GIALLOFASCIO
I Maestri del Curtatone e Montanara
Antonio Pennacchi
2496 battute

Nessuno sapeva che sotto i muri bianchi dell'aula magna del Curtatone e Montanara - quell'aula sorda e grigia in cui generazioni di studenti s'erano rotti le palle - ci fossero degli affreschi. Se ne era accorto Amilcare Neri - un erudito che passava gli anni della sua pensione scartabellando faldoni nell'archivio di Stato - da una vecchia e scolorita dichiarazione di tali Carloni e Peludà, già professori di disegno nell'Istituto di cui sopra e morti e sepolti da chissà quando.
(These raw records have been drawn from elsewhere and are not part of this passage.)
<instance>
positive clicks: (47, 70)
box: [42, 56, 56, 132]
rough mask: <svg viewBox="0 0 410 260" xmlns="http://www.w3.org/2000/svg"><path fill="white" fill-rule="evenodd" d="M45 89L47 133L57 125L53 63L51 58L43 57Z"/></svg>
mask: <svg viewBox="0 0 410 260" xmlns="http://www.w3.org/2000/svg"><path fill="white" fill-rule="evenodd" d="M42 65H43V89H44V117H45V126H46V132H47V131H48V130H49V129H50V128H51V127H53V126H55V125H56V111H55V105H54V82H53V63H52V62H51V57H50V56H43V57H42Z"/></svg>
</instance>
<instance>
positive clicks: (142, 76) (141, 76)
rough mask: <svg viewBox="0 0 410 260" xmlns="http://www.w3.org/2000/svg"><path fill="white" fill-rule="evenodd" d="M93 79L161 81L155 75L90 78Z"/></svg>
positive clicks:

Amilcare Neri lo aveva detto a un amico suo, e poi non ci aveva più pensato. Questo lo aveva ridetto a un altro - un editore e mercante d'arte - e insieme erano andati là, a grattare il bianco della tempera per vedere se fosse vero. Era vero: "Oddio gli affreschi".
Corrono dal direttore dell'archivio, dal preside e dai politici e si mettono a scrostare - a macchia di leopardo - tutti i muri per vedere che è. Era un grande ciclo, che abbracciava l'intera aula celebrando il passato regime, la bonifica delle paludi e la fondazione della città. C'era un enorme Duce e poi Balbo, Starace, Marconi, Alighieri e tutti gli altri. Erano un po' troppo grossi, è vero - ingessati, quasi - e Michelangelo aveva un mento che sembrava Totò, però erano un capolavoro evidente, che doveva essere stato ricoperto solo per preclusione politica: "E' un'ingiustizia, un'infamia, damnatio memoriae", cominciarono a strillare: "Bisogna restaurarli". E così fecero, spendendo giustamente un sacco di soldi pubblici. L'editore allestì un libro - I Maestri del Curtatone e Montanara - che guadagnò subito la ribalta nazionale, e si mise a cercare altre eventuali opere dei suddetti Carloni e Peludà. Non trovandole, le fece lui - acquerelli e stampe a iosa - mettendole man mano sul mercato.
Il restauro andò avanti mesi, mentre Amilcare Neri, nulla sapendo, continuava a scartabellare in archivio. Un giorno gli arriva l'invito alla solenne inaugurazione del restauro. Lui ci va, ascolta la prolusione "Ridati alla luce i Maestri oscurati" e s'alza timido timido a dire: "Nel documento che ho trovato io però, a dire il vero, c'era scritto che è stato il Duce a farli ricoprire. Appena li ha visti, entrato dalla porta, ha strillato: «Ma chi so' sti cani? Mandateli al confino»".
Mo' tu dici che è un caso che quella sera stessa Amilcare Neri, mentre tornava a casa, un pirata della strada l'ha ficcato sotto? Morto lui, di quel documento non s'è saputo più nulla e un disegno di Carloni e Peludà vale adesso quasi come un Picasso.